I sense that Coleman Hughes's calm certainty and smug superiority is a kind of - just guessing, here - internalized racism that, in his mind, makes it imperative that he see himself and present himself as a cut above the noxious stereotype of the lazy, drug-dealing, violent ghetto Black.
The top of the interview - an interview that has over 100,000 views - frames the issue of "cancel culture" as real. Cancel culture seems to have missed canceling at least 99% of the YouTube videos screaming about cancel culture, so it's not really doing a very good job, is it? Cancel culture is the new right wing trope that's being groomed to replace "PC" and "SJW", which are losing traction. Being careful that what we say doesn't cause harm is not cancel culture, it's a commitment to treat people with dignity and is surely the bare minimum required of us as civilized social beings. (Just like women calling out their abusers is not a "war on men, " it's justice.) It's a good thing that people are holding their tongues around the water cooler.

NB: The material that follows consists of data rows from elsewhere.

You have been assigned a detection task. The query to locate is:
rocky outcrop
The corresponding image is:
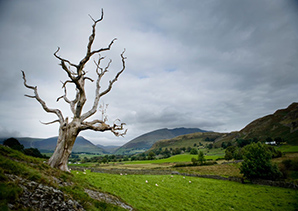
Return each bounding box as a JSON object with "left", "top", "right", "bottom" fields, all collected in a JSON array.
[
  {"left": 6, "top": 174, "right": 84, "bottom": 211},
  {"left": 85, "top": 189, "right": 134, "bottom": 211}
]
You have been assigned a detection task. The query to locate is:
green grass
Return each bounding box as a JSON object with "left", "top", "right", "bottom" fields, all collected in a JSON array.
[
  {"left": 0, "top": 145, "right": 124, "bottom": 210},
  {"left": 125, "top": 153, "right": 224, "bottom": 165},
  {"left": 277, "top": 145, "right": 298, "bottom": 153},
  {"left": 74, "top": 170, "right": 298, "bottom": 210}
]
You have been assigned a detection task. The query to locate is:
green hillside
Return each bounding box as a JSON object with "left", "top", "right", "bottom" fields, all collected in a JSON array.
[
  {"left": 150, "top": 132, "right": 224, "bottom": 151},
  {"left": 0, "top": 145, "right": 127, "bottom": 210},
  {"left": 215, "top": 102, "right": 298, "bottom": 146},
  {"left": 150, "top": 103, "right": 298, "bottom": 150},
  {"left": 115, "top": 127, "right": 208, "bottom": 155},
  {"left": 1, "top": 143, "right": 298, "bottom": 210}
]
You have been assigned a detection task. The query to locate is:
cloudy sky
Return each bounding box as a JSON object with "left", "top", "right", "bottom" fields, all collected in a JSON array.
[{"left": 0, "top": 0, "right": 297, "bottom": 146}]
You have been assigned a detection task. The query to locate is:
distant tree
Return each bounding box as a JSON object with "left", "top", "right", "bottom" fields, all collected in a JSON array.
[
  {"left": 197, "top": 151, "right": 206, "bottom": 165},
  {"left": 191, "top": 157, "right": 198, "bottom": 166},
  {"left": 190, "top": 148, "right": 198, "bottom": 155},
  {"left": 224, "top": 150, "right": 233, "bottom": 161},
  {"left": 3, "top": 138, "right": 24, "bottom": 152},
  {"left": 274, "top": 137, "right": 283, "bottom": 144},
  {"left": 206, "top": 143, "right": 213, "bottom": 149},
  {"left": 162, "top": 148, "right": 171, "bottom": 158},
  {"left": 265, "top": 145, "right": 282, "bottom": 158},
  {"left": 240, "top": 142, "right": 282, "bottom": 180},
  {"left": 102, "top": 157, "right": 108, "bottom": 164},
  {"left": 221, "top": 142, "right": 227, "bottom": 149},
  {"left": 224, "top": 146, "right": 236, "bottom": 161},
  {"left": 233, "top": 147, "right": 243, "bottom": 160},
  {"left": 23, "top": 148, "right": 44, "bottom": 158},
  {"left": 186, "top": 146, "right": 192, "bottom": 152},
  {"left": 148, "top": 151, "right": 156, "bottom": 160},
  {"left": 172, "top": 148, "right": 181, "bottom": 155},
  {"left": 236, "top": 139, "right": 251, "bottom": 148}
]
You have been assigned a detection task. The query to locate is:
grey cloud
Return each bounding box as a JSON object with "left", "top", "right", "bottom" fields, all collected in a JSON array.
[{"left": 0, "top": 0, "right": 297, "bottom": 145}]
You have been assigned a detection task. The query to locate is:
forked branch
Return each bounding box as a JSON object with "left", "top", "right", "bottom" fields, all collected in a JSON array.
[{"left": 21, "top": 71, "right": 64, "bottom": 123}]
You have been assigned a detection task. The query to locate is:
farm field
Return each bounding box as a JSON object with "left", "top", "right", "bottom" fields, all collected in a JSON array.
[{"left": 73, "top": 170, "right": 298, "bottom": 210}]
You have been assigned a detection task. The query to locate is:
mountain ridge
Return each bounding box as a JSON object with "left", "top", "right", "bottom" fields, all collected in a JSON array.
[
  {"left": 114, "top": 127, "right": 209, "bottom": 155},
  {"left": 0, "top": 136, "right": 106, "bottom": 154}
]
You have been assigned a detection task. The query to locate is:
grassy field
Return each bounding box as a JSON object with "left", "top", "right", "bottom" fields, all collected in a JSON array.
[
  {"left": 277, "top": 145, "right": 298, "bottom": 153},
  {"left": 124, "top": 153, "right": 224, "bottom": 165},
  {"left": 74, "top": 170, "right": 298, "bottom": 210}
]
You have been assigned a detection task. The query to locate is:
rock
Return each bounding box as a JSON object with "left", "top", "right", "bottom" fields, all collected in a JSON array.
[{"left": 5, "top": 174, "right": 85, "bottom": 211}]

I suggest that Coleman Hughes needs to leave the philosophy department some weekend, and get his hands dirty, in the trenches, figuratively speaking.
And to take a cue, as everyone on the progressive side should, from my sister and brother-in-law. They've been married 50 years - I know - yet not once have I seen them have a disagreement. Oh, they have disagreements. But they have them privately. This lets them present to the world the face of unity, because their differences have been settled.
What makes the right powerful in their insanity is their monolithic style, their appearance of absolute unity of purpose. The left needs this so much, and so much damage is done when the Coleman Hughes of the world give the Right a wedge to drive progressives apart. Maybe that's the "cancel culture" I can, unfortunately, believe in.